Edition - Les maisons - Mo Yan - La Carte au trésor - éditions Philippe Picquier


Le site French.China.org n'y va pas avec le dos de la baguette : la couverture de La Carte au trésor du Nobel Mo Yan, publié par les éditions Philippe Picquier, violerait « les lois du copyright » en utilisant une peinture de Guo Wei sans son accord préalable. Le peintre s'est exprimé sur Weibo, le Twitter chinois, pour faire part de sa surprise.

 

 

 

Un internaute chinois, visiblement au fait du monde de l'édition française, a publié sur le réseau social Weibo la couverture de La Carte au trésor, dans la version poche publiée en 2006 par les éditions Philippe Picquier.
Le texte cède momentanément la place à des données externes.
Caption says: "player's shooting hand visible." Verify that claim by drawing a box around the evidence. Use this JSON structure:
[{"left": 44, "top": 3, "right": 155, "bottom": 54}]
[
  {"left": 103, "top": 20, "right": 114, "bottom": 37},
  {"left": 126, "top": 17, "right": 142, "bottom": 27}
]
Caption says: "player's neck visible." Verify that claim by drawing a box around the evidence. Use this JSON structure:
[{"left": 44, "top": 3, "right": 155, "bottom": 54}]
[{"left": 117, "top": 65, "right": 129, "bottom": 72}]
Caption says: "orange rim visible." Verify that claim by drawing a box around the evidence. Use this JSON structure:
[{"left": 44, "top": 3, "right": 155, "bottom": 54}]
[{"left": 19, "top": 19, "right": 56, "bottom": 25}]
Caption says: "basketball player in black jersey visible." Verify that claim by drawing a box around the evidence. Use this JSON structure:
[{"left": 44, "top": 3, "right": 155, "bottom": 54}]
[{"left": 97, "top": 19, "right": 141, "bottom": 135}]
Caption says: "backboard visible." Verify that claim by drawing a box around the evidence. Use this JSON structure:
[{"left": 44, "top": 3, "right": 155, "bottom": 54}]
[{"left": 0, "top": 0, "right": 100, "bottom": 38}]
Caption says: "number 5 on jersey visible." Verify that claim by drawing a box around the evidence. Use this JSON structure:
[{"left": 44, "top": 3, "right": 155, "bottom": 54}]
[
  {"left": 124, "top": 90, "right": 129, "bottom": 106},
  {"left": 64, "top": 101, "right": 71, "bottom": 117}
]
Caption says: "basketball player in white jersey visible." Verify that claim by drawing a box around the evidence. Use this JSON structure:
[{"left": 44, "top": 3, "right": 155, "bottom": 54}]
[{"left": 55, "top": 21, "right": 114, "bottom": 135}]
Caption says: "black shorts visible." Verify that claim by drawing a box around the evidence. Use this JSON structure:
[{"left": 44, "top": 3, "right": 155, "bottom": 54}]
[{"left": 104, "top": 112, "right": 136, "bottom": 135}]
L'auteur de la peinture, Guo Wei, a réagi en confirmant les informations qu'apportait l'internaute sur l'origine de la couverture : « Oui, il s'agit bien de mon oeuvre, mais la maison d'édition n'a pas obtenu ma permission avant la publication du livre. »

 

Aux éditions Philippe Picquier, on prend connaissance de l'information avec une surprise non dissimulée : « Les droits nous sont accordés par la Galerie Loft, à Paris, et c'est cette même galerie qui est chargée de prévenir l'auteur » explique Antonia Bou, responsable de l'achat et de la gestion des droits. « S'il y a le moindre souci, nous régulariserons la situation, nous ne sommes pas à 300 € près. Dans la plupart des cas, les droits de reproduction pour une couverture sont cédés gratuitement, en raison de la promotion qui est faite pour l'artiste. »

 

La Galerie Loft, contactée par ActuaLitté, nous confirme que « l'image provient bien de notre propre banque » et que la Galerie représente officiellement Guo Wei en France. Et juge que le message de l'auteur est dû à un oubli : « Il a dû se dire que cela ne venait pas de nous, même s'il ne nous a pas contactés pour l'instant. » Notre interlocutrice nous précise que l'auteur a toujours un droit d'opposition a posteriori, et que la cession est de toute façon effectuée avec son accord - ou celui de ses avocats.

 

Un problème de communication, visiblement, qui n'est toutefois pas un cas isolé : « Avec le Japon, les droits sont difficiles à obtenir, pour des raisons plus logistiques que financières », nous explique  Isabelle Lacroze, responsable des relations presse chez l'éditeur français. « Pour L'histoire du manga, par exemple, nous avions pris beaucoup de retard ainsi. Nous avons un bon réseau en Chine et au Japon, c'est plus facile pour nous, mais la France n'est pas une priorité dans ce type de négociations. »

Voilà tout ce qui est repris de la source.